The old man paused. Pain passed over his features like a cloud obscuring the sun. He spat angrily.
“I’m a diabetic. She knew. She told me that if I didn’t give her the death certificate, my supply of insulin would be cut off.”
Fong thought he’d never seen anyone look so old.
“I signed the papers. I got the insulin. I’m still here.” His voice was light as dust in the wind.
Fong thought about it. The coroner had covered up a murder. A crime. But if he hadn’t, he’d have died a long time ago. Would it have been worth dying to punish the party woman? Fong didn’t know. In the years since the incident, the coroner had been invaluable in bringing hundreds of cases to successful completion. Without him – who knows? Fong shook his head, but said nothing. He just filed it under “another case of relative justice.”
“So you figure Chen may be on a leash from one of those Beijing boxes, Grandpa?”
“I don’t know, Fong.”
Fong didn’t figure Chen to be with the people who set up the exhibit on the boat and killed Hesheng with the snake or with the people who tried to burn the ship and poison Hesheng.
Then a bit of logic that had escaped him fell into place. Someone sets up an exhibition of dead foreigners. What would the reaction be to that display? “How far are we from Xian?” he asked.
“It took us two hours to get here from the Xian airport,” answered Lily.
Before she could question him further, Fong continued, “And there are lots of foreigners in Xian.
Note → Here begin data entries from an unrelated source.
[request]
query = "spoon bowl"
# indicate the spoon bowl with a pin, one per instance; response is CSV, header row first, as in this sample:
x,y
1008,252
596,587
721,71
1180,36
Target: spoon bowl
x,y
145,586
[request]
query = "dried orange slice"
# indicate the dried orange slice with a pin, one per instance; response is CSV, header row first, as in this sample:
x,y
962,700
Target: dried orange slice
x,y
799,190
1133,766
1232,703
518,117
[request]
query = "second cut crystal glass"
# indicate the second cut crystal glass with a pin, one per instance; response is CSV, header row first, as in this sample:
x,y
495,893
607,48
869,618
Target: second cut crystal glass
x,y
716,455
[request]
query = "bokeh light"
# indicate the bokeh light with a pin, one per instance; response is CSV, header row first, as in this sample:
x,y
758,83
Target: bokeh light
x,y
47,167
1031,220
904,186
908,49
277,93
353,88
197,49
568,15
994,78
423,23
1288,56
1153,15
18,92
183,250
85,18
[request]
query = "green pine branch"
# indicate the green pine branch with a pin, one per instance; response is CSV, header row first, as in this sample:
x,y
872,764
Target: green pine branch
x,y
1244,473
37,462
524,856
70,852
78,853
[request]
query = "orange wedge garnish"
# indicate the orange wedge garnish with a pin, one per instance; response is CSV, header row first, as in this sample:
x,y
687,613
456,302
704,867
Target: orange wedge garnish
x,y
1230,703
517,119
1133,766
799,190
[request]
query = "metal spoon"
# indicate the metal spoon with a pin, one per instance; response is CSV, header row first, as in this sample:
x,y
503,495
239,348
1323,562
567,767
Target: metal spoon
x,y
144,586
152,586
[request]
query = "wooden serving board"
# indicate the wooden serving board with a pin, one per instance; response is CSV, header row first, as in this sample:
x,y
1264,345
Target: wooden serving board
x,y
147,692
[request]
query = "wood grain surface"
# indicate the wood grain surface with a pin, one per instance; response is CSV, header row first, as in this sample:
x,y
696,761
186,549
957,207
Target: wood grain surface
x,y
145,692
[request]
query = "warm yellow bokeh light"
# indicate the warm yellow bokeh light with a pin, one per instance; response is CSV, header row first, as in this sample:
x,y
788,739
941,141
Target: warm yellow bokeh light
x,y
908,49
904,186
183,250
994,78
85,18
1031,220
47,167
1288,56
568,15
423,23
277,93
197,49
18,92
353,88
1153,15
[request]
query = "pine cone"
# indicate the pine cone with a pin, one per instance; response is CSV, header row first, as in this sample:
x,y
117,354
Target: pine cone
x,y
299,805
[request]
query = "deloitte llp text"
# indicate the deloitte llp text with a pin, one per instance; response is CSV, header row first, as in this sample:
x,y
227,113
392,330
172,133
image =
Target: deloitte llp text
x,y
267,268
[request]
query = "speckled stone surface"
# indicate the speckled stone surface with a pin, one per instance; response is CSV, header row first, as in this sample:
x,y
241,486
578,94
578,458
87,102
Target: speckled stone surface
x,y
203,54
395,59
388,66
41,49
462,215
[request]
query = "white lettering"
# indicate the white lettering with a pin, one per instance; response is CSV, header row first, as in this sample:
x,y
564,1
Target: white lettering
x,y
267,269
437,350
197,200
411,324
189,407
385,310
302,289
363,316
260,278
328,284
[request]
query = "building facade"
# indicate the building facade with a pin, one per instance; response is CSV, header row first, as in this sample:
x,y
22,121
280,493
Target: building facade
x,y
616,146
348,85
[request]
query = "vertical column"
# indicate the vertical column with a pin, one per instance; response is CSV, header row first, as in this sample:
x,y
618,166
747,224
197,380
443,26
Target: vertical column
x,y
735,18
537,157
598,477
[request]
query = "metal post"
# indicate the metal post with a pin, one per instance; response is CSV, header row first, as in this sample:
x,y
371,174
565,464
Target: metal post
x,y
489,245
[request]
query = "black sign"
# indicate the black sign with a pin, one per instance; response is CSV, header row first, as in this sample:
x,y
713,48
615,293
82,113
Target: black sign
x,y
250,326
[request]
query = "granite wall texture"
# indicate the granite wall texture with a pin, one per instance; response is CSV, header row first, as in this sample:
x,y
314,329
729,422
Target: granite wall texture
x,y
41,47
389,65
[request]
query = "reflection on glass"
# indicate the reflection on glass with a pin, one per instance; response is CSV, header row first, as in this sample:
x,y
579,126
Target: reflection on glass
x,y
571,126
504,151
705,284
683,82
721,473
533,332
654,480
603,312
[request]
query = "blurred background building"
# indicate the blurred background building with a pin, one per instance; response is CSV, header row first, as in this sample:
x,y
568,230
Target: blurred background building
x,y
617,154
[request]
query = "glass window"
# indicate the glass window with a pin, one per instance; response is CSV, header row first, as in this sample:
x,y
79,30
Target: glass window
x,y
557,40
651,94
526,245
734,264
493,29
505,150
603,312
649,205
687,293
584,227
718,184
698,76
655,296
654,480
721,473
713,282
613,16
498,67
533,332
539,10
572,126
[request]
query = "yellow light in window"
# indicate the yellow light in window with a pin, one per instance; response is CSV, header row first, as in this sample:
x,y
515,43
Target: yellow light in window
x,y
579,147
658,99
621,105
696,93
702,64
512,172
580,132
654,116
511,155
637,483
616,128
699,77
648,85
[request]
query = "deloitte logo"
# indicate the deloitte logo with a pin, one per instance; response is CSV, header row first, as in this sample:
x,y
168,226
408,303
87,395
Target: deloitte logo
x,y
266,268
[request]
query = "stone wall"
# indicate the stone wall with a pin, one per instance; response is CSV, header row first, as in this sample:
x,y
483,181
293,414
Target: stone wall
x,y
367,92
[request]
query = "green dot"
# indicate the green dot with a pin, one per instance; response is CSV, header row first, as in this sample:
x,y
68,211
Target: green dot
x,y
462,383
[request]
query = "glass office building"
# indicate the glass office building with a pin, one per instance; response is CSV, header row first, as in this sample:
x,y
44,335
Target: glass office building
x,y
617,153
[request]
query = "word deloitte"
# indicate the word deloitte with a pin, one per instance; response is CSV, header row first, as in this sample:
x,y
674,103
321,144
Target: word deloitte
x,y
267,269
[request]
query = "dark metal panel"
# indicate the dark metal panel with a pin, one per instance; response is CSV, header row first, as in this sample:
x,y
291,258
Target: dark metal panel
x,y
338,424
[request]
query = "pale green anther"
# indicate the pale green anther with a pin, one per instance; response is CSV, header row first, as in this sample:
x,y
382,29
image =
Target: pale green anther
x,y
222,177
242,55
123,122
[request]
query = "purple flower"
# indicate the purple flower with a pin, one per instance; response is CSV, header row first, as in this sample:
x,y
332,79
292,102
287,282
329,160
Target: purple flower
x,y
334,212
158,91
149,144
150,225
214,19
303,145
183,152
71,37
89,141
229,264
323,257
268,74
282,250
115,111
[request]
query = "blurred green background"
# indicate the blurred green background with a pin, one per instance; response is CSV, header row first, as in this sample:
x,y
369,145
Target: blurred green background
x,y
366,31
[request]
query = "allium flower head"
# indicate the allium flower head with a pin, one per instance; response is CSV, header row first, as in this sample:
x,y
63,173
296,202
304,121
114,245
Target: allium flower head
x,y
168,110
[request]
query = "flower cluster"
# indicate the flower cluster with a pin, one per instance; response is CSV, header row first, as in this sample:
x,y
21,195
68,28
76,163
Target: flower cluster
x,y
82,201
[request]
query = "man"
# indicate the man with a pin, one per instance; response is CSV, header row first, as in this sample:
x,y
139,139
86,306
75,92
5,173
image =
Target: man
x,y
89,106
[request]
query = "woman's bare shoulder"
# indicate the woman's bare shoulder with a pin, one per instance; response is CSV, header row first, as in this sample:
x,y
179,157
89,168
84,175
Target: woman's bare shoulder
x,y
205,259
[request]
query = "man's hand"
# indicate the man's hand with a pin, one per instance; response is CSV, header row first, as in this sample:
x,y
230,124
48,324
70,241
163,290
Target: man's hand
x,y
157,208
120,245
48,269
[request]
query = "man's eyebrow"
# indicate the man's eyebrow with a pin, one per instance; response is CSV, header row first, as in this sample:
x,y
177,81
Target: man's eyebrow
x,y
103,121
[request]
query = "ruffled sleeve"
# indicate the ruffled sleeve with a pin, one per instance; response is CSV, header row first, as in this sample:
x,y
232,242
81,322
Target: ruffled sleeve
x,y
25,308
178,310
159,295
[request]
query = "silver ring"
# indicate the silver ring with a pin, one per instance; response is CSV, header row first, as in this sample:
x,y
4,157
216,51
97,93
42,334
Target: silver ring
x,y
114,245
No?”
“Yes, stupid foreigners like clay Chinese better than living ones,” the coroner commented, smirking.
“What about foreign press?” Fong asked.
“Got to be some there,” said Lily as she leaned in closer to Fong.
“So, whoever killed those foreigners on the boat and set them up as an object lesson would want the world outside of China to know what they did. Agreed? The dead were all foreigners, after all. Chinese wouldn’t care. This would have to be for foreign consumption.”
Heads nodded slowly. Carefully.
“And what would be the world’s reaction to this sort of thing?” Before anyone could reply, Fong answered his own question, “They’d freak. All their suspicions about us, their fears of us would rise to the surface.”
“And they’d pack their bags and head back to wherever they came from,” said the coroner.
“Taking all their money with them,” added Fong.
That settled in the air of the room like something hot and heavy.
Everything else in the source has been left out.